LE ORE PICCOLE - Dunque, nessuna paura: un Sanremo radiofonico, à la page, pronto per download e streaming, è cosa buona, giusta e utile. Perfettibile, questo sicuramente, ma non da stravolgere nel momento, a quanto pare vicinissimo, in cui il conduttore di Affari tuoi passerà la mano. Avremo modo, credo, di tornare sul delicato argomento "successione" nei prossimi giorni. Un po' di timore, questo sì, c'è di fronte all'approccio per niente soft che ci richiede la kermesse numero 74, con tutti gli artisti subito in pista in una prima serata che si annuncia interminabile come una finalissima, per cui sarà difficilissimo apprezzare e comprendere, anche solo parzialmente, ogni singola canzone. Ecco, quello della lunghezza estenuante di tutte le serate, e non solo dell'ultima, è uno degli aspetti su cui il futuro direttore artistico dovrà lavorare, mettendosi una mano sulla coscienza pur salvaguardando le esigenze dell'audience, della Rai e degli investitori. E' anche vero che abbiamo già avuto vernissage pieni di canzoni: 29 nel 1997 e 28 nel 1998, i primi esempi che mi vengono in mente, ma all'epoca, un'epoca in cui il Festival era già molto più spettacolo televisivo e meno gara, c'era comunque una quantità inferiore di elementi di contorno extra, e meno chiacchiere ad allungare il brodo, tanto che ci si poteva permettere un Dopofestival a orari umani. 
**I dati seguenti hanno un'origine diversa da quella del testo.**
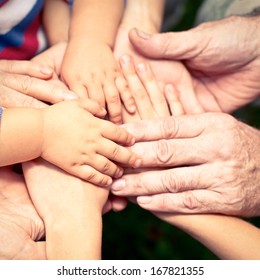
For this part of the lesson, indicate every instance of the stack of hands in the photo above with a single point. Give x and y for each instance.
(195, 157)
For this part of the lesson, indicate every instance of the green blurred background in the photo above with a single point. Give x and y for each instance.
(135, 234)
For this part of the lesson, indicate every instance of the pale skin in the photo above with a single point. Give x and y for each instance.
(86, 202)
(221, 173)
(71, 210)
(20, 225)
(224, 76)
(147, 15)
(89, 67)
(227, 237)
(42, 133)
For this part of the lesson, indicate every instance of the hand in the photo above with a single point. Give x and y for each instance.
(165, 72)
(23, 82)
(224, 76)
(84, 145)
(150, 101)
(213, 164)
(92, 73)
(20, 225)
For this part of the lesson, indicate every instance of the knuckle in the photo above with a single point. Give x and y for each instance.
(106, 167)
(170, 181)
(164, 151)
(113, 98)
(169, 128)
(116, 152)
(190, 201)
(26, 84)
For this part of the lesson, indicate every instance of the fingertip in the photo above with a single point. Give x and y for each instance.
(46, 70)
(140, 34)
(144, 200)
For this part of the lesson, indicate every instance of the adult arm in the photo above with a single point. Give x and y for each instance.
(221, 234)
(24, 83)
(227, 237)
(213, 165)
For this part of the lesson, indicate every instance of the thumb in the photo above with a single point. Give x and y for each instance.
(170, 45)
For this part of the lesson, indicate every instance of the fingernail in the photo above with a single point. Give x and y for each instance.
(144, 199)
(125, 59)
(118, 185)
(47, 70)
(142, 34)
(169, 88)
(132, 109)
(141, 67)
(68, 95)
(119, 173)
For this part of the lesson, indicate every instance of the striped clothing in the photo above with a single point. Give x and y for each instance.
(21, 34)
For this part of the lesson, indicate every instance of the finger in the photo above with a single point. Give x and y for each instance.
(118, 203)
(190, 202)
(156, 96)
(135, 86)
(96, 92)
(113, 102)
(163, 181)
(105, 166)
(93, 107)
(30, 68)
(173, 101)
(39, 89)
(171, 152)
(170, 45)
(117, 134)
(186, 126)
(125, 94)
(118, 153)
(93, 176)
(12, 98)
(79, 90)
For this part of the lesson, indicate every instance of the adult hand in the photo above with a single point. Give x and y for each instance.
(23, 82)
(165, 71)
(20, 225)
(213, 165)
(222, 58)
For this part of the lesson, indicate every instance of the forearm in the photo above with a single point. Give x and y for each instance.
(146, 15)
(70, 208)
(227, 237)
(21, 132)
(56, 20)
(95, 20)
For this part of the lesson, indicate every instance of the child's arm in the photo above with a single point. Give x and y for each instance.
(56, 20)
(67, 135)
(70, 208)
(89, 67)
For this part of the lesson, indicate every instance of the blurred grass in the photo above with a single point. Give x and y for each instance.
(137, 234)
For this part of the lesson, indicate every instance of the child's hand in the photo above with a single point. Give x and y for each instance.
(91, 72)
(83, 145)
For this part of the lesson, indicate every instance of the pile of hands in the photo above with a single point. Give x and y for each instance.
(196, 158)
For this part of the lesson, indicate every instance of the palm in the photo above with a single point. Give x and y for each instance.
(20, 225)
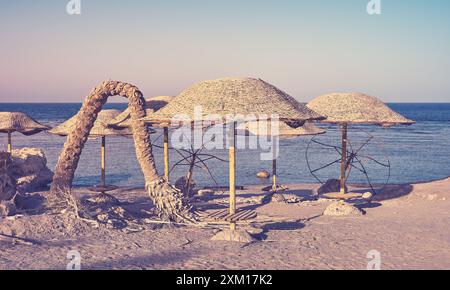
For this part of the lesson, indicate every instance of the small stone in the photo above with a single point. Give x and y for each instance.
(332, 185)
(342, 208)
(263, 174)
(432, 197)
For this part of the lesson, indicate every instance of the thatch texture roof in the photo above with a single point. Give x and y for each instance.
(264, 128)
(123, 120)
(20, 122)
(234, 96)
(100, 126)
(356, 108)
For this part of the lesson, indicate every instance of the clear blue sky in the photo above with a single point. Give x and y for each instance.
(306, 48)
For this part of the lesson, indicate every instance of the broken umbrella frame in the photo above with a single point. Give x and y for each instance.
(193, 158)
(350, 158)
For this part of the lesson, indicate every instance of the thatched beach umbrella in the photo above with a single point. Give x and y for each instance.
(100, 130)
(11, 122)
(233, 96)
(354, 108)
(284, 131)
(123, 120)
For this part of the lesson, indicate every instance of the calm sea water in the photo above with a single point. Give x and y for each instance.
(415, 153)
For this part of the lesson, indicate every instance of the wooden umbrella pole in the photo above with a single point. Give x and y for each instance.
(166, 153)
(103, 161)
(232, 167)
(191, 166)
(9, 143)
(344, 157)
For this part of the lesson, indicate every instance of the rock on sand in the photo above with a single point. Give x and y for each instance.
(342, 208)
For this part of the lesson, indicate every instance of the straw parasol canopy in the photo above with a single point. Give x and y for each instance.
(152, 105)
(100, 128)
(356, 108)
(284, 130)
(229, 100)
(264, 128)
(20, 122)
(234, 96)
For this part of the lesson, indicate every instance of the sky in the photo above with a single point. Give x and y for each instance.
(305, 47)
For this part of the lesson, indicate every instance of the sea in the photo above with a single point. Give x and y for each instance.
(396, 155)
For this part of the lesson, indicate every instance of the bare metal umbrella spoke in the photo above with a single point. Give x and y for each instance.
(100, 130)
(11, 122)
(345, 109)
(237, 97)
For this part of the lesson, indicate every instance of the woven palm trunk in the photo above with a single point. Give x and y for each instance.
(7, 181)
(168, 200)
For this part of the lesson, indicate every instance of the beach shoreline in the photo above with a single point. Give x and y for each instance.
(409, 227)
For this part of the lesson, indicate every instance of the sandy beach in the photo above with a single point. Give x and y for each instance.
(408, 225)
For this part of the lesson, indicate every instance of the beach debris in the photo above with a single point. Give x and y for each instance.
(331, 185)
(278, 198)
(432, 197)
(7, 180)
(263, 174)
(29, 167)
(342, 208)
(7, 208)
(205, 193)
(367, 195)
(239, 236)
(169, 202)
(184, 187)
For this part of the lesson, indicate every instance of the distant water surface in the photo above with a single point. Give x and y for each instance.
(415, 153)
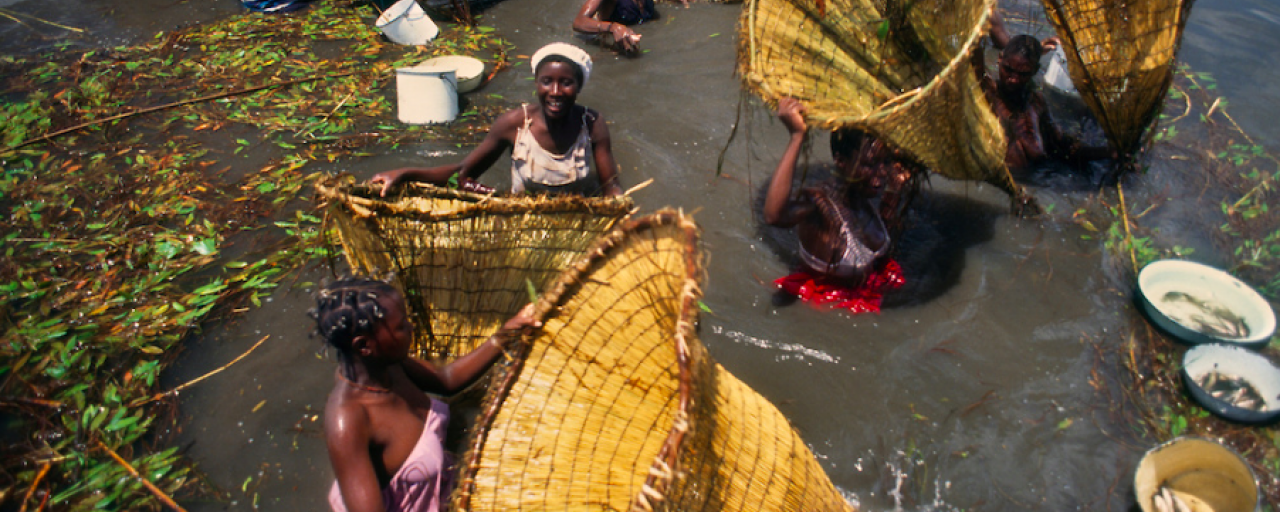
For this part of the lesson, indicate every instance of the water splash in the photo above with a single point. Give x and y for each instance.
(790, 351)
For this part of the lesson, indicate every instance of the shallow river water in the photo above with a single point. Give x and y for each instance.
(970, 391)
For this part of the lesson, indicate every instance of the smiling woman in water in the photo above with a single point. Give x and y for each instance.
(551, 144)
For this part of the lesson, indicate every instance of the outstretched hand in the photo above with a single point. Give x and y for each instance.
(791, 113)
(388, 179)
(625, 37)
(1050, 44)
(522, 320)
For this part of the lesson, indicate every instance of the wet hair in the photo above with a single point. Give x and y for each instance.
(556, 58)
(846, 142)
(348, 309)
(1024, 46)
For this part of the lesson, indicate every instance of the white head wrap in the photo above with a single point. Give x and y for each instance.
(568, 51)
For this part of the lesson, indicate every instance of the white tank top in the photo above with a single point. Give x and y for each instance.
(535, 169)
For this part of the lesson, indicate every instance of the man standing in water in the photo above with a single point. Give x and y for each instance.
(1029, 129)
(616, 17)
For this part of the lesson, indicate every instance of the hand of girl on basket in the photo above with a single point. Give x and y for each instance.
(516, 325)
(625, 37)
(791, 113)
(472, 186)
(1050, 44)
(388, 179)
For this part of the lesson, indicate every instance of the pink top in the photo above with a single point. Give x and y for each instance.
(423, 484)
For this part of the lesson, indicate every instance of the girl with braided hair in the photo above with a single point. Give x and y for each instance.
(384, 433)
(845, 225)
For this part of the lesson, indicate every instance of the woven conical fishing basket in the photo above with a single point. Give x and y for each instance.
(615, 403)
(1120, 54)
(465, 261)
(895, 68)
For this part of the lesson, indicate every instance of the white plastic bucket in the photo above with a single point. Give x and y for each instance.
(406, 23)
(426, 95)
(1057, 74)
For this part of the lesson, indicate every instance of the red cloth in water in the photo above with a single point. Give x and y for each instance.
(821, 289)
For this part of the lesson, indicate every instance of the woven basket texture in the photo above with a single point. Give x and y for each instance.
(894, 68)
(615, 403)
(1121, 55)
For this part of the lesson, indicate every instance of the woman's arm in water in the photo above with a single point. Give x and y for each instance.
(778, 208)
(602, 150)
(499, 138)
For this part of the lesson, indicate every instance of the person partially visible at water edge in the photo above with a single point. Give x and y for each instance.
(1031, 132)
(615, 18)
(383, 432)
(552, 144)
(844, 223)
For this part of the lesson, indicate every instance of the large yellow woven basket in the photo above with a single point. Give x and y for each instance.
(1121, 56)
(464, 259)
(615, 403)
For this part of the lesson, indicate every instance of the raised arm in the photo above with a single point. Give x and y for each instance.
(778, 208)
(588, 22)
(996, 30)
(465, 370)
(347, 438)
(476, 163)
(602, 150)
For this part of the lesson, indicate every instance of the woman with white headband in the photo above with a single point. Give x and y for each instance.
(551, 144)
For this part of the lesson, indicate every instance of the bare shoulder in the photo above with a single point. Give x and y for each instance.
(595, 123)
(508, 123)
(344, 419)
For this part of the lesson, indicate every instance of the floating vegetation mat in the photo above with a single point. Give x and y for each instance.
(150, 188)
(615, 405)
(1234, 186)
(466, 261)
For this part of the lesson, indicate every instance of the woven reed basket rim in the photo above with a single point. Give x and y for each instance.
(657, 481)
(364, 200)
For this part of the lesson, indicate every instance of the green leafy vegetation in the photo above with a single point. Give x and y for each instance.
(170, 191)
(1238, 177)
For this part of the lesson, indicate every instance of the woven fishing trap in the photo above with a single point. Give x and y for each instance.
(615, 405)
(1120, 54)
(895, 68)
(465, 261)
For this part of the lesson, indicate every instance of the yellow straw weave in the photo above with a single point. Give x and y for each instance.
(615, 405)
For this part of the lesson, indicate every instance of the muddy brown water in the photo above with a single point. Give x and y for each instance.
(969, 392)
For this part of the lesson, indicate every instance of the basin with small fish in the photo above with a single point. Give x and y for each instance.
(1194, 474)
(1198, 304)
(1233, 383)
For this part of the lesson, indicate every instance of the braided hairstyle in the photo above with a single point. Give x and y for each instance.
(347, 309)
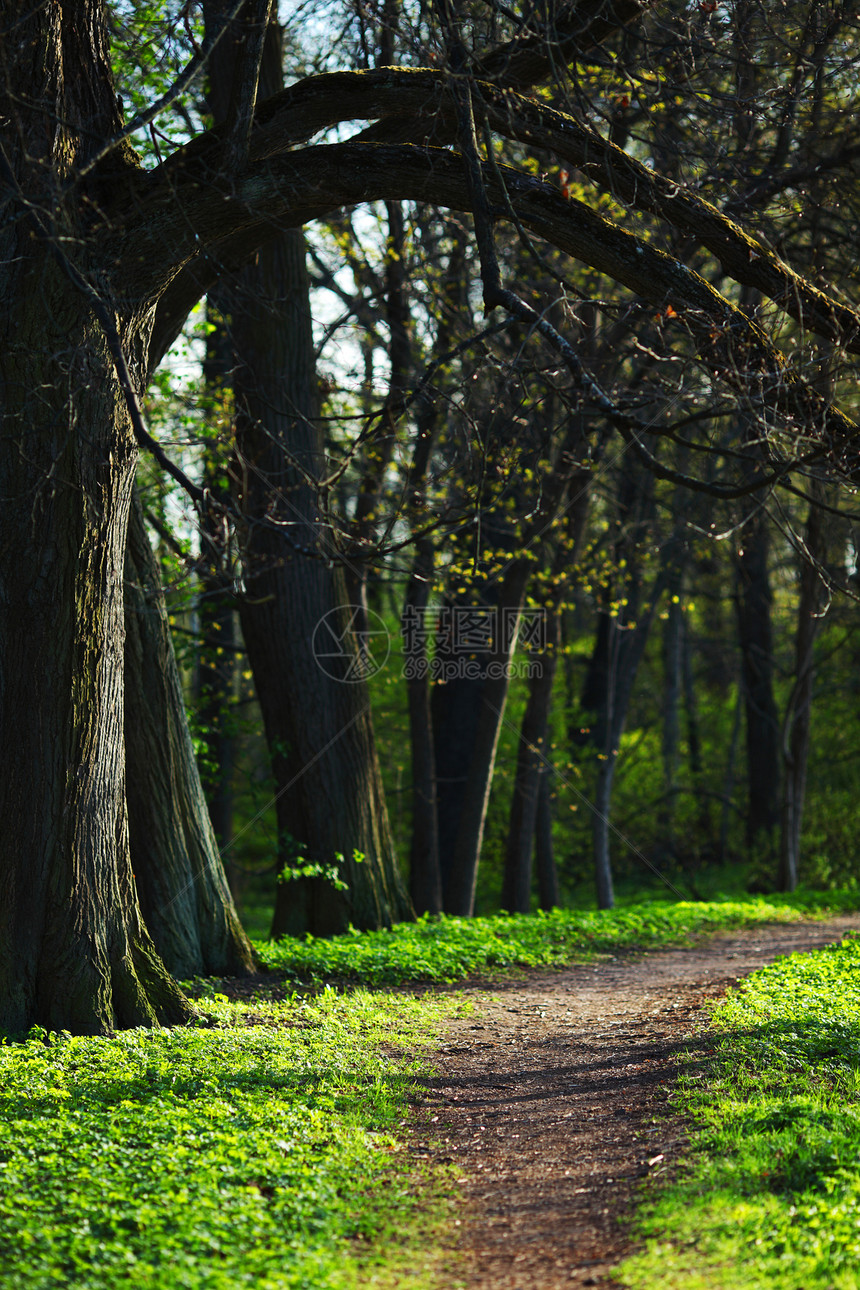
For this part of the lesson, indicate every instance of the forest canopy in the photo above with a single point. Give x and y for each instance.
(490, 317)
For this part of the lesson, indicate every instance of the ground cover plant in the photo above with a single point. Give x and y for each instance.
(448, 948)
(770, 1199)
(257, 1148)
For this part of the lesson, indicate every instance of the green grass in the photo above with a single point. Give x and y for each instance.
(448, 950)
(770, 1196)
(259, 1150)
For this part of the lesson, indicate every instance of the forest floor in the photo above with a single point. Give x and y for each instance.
(552, 1099)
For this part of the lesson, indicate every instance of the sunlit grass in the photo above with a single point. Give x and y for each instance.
(263, 1148)
(770, 1197)
(448, 950)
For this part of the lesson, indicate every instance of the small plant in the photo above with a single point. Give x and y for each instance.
(448, 948)
(771, 1195)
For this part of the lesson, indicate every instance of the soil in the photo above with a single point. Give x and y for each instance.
(553, 1101)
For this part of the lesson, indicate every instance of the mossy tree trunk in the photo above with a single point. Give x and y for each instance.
(174, 854)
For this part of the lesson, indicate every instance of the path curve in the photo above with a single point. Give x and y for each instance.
(552, 1099)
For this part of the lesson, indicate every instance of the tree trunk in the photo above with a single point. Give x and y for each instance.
(516, 892)
(181, 883)
(217, 645)
(544, 854)
(424, 875)
(459, 893)
(316, 710)
(74, 951)
(601, 810)
(333, 826)
(757, 668)
(672, 672)
(797, 725)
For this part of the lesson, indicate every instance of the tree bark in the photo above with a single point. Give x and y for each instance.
(424, 873)
(531, 751)
(181, 881)
(797, 724)
(74, 951)
(756, 639)
(330, 805)
(544, 853)
(217, 644)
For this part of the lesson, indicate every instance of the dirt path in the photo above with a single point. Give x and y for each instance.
(552, 1099)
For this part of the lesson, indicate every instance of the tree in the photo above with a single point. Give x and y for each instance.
(102, 259)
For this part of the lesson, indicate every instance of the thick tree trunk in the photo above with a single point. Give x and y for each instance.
(330, 806)
(181, 883)
(516, 892)
(74, 951)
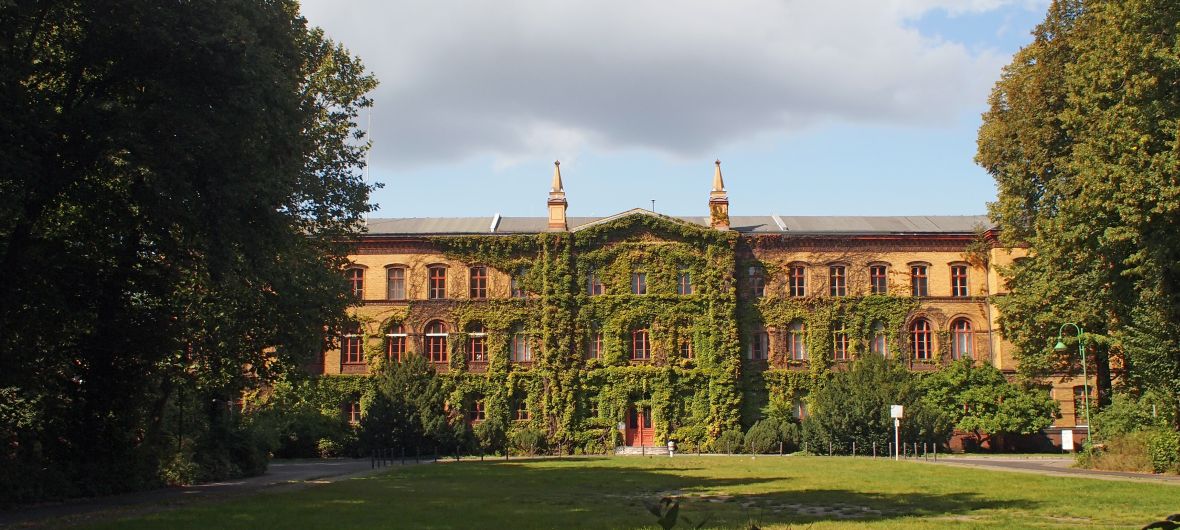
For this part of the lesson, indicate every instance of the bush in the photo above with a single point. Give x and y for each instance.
(729, 442)
(528, 440)
(764, 437)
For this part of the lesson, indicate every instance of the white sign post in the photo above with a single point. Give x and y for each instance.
(897, 412)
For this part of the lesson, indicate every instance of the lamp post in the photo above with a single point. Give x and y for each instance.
(1086, 379)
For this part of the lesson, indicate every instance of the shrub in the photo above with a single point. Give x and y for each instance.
(729, 442)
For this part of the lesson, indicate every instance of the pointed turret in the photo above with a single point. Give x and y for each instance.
(557, 203)
(719, 202)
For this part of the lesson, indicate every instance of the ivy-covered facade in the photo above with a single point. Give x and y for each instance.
(640, 327)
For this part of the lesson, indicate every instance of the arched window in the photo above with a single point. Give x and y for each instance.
(395, 342)
(436, 282)
(641, 345)
(395, 283)
(961, 335)
(477, 342)
(436, 341)
(879, 344)
(920, 340)
(522, 346)
(355, 276)
(839, 342)
(797, 341)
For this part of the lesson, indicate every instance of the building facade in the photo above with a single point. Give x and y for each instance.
(640, 327)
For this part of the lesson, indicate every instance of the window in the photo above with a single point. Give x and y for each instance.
(918, 280)
(1080, 405)
(437, 286)
(756, 279)
(436, 341)
(759, 344)
(355, 276)
(961, 342)
(641, 345)
(517, 287)
(352, 346)
(958, 281)
(839, 342)
(879, 344)
(595, 344)
(638, 282)
(395, 283)
(878, 280)
(594, 287)
(353, 410)
(797, 341)
(522, 347)
(920, 342)
(395, 342)
(838, 287)
(478, 282)
(477, 342)
(798, 281)
(684, 282)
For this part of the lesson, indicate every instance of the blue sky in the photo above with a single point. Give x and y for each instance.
(851, 108)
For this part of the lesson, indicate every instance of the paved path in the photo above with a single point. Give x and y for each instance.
(281, 475)
(1054, 466)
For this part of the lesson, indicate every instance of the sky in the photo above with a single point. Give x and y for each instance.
(813, 108)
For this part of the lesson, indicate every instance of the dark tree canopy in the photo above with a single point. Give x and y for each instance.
(1082, 141)
(178, 180)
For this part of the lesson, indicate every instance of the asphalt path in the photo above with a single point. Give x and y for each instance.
(281, 475)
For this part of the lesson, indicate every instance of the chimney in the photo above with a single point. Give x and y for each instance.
(719, 202)
(557, 203)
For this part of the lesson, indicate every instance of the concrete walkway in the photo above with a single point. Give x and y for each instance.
(281, 475)
(1059, 466)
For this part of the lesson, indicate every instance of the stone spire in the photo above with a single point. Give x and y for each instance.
(719, 202)
(557, 203)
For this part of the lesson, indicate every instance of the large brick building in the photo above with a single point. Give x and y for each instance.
(666, 326)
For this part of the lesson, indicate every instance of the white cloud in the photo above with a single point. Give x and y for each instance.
(517, 78)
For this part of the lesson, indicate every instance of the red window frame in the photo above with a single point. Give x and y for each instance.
(640, 282)
(797, 281)
(477, 283)
(922, 340)
(395, 283)
(477, 342)
(961, 339)
(395, 342)
(355, 276)
(838, 281)
(958, 281)
(437, 282)
(918, 281)
(436, 341)
(641, 345)
(878, 280)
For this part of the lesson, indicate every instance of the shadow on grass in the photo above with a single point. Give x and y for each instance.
(600, 492)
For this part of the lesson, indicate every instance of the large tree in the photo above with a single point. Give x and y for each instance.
(178, 180)
(1082, 141)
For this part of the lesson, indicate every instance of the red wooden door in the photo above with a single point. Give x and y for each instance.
(638, 427)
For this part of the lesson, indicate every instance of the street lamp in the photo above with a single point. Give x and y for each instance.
(1086, 380)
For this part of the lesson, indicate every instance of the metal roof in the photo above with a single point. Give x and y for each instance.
(742, 224)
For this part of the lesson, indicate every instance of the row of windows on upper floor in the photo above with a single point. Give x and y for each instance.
(793, 342)
(755, 281)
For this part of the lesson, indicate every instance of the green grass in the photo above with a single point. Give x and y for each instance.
(732, 491)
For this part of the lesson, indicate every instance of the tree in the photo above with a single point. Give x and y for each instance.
(181, 181)
(1081, 139)
(982, 401)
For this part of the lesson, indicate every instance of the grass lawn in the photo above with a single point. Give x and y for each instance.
(732, 491)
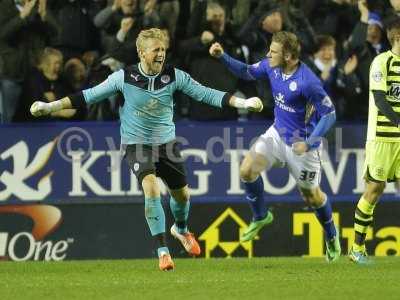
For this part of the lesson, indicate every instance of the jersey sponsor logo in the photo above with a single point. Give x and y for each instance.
(377, 76)
(136, 77)
(165, 79)
(395, 90)
(327, 101)
(280, 102)
(293, 86)
(280, 98)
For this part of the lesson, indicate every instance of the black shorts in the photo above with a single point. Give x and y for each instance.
(165, 161)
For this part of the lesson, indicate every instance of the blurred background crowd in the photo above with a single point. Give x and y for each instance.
(52, 48)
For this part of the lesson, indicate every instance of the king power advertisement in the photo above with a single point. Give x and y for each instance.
(67, 193)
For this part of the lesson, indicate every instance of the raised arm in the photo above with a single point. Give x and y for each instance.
(113, 84)
(213, 97)
(241, 70)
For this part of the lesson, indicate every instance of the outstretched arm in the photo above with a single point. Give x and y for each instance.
(213, 97)
(241, 70)
(112, 85)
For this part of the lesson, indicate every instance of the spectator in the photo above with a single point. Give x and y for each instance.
(44, 83)
(26, 27)
(206, 69)
(77, 31)
(366, 41)
(120, 24)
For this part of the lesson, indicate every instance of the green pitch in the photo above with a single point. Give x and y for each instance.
(257, 278)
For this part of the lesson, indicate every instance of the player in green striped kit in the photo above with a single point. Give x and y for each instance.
(148, 132)
(382, 162)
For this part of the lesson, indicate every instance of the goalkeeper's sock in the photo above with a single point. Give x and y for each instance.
(363, 217)
(324, 215)
(154, 214)
(162, 250)
(180, 211)
(255, 197)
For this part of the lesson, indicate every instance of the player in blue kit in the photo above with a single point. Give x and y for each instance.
(148, 132)
(303, 114)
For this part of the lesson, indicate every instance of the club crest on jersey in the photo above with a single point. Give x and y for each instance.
(377, 76)
(327, 101)
(395, 90)
(293, 86)
(136, 77)
(165, 79)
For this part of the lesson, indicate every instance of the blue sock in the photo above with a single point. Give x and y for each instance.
(162, 250)
(154, 214)
(255, 197)
(180, 211)
(324, 215)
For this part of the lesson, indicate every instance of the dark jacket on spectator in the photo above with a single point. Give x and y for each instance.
(21, 40)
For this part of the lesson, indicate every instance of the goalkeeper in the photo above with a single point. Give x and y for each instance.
(148, 132)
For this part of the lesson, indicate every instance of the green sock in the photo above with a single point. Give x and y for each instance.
(363, 218)
(180, 211)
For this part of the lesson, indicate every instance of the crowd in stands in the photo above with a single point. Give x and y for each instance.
(52, 48)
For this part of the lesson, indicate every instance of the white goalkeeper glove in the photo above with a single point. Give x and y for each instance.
(250, 104)
(40, 108)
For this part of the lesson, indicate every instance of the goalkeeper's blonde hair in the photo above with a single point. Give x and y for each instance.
(149, 34)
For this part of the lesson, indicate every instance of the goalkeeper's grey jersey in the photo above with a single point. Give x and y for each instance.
(147, 113)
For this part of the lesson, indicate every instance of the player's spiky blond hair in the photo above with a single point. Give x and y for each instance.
(145, 35)
(290, 43)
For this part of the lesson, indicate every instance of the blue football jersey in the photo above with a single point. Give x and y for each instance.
(147, 114)
(300, 100)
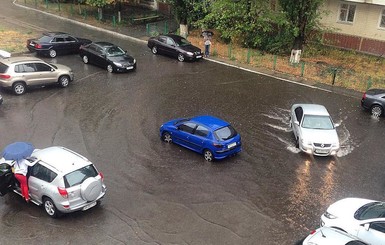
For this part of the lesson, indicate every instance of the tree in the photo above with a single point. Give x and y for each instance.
(303, 16)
PARCO OSPITI NON ESALTANTE - Ecco: parlando dello spettacolo nel senso più generale, non ci sono spunti di particolare interesse. Gli ospiti stranieri cantanti si sono pressoché dileguati (avremo Skin e Jack Savoretti nell'happening dei duetti del venerdì, ma quello è un capitolo a parte), si torna a pescare fra le superstar del cinema d'oltrefrontiera senza nemmeno cercare nomi nuovi, visto che Russel Crowe e John Travolta erano già stati all'Ariston nel 2001 e nel 2006, rispettivamente. Si era detto che che non ci sarebbero stati superospiti italiani, ma fin da subito chi conosce, anche superficialmente, i meccanismi del Festival, poteva immaginare che così non sarebbe stato: c'erano da riempire due palchi aggiunti, quello di Piazza Colombo e quello della nave da crociera, ed ecco quindi pronti a sfilare fuori concorso i vari Lazza, Tananai e Rosa Chemical, protagonisti in misura diversa nel 2023, ma anche Tedua e Bresh, quest'ultimo dato per concorrente quasi certo fino al momento della lettura del listone al Tg1. E poi le celebrazioni di Ramazzotti e della Cinquetti, doverose ma che non profumano certo di novità (entrambi hanno già calcato quel palco durante la gestione di "Ama"), senza contare che Mengoni, Giorgia e Paola e Chiara saranno... multitasking, presentatori (le due sorelline al Primafestival già partito), ospiti canori o duettanti. Ma con tutto il rispetto, il panorama delle guest stars è ben lungi dal suscitare entusiasmi, confermando una tendenza tutto sommato benefica per la salute della rassegna: la gara sempre più monopolizza l'attenzione e oscura tutto il contorno, riportando, ebbene sì, il Sanremo di oggi assai vicino alla filosofia dei suoi primi decenni di vita.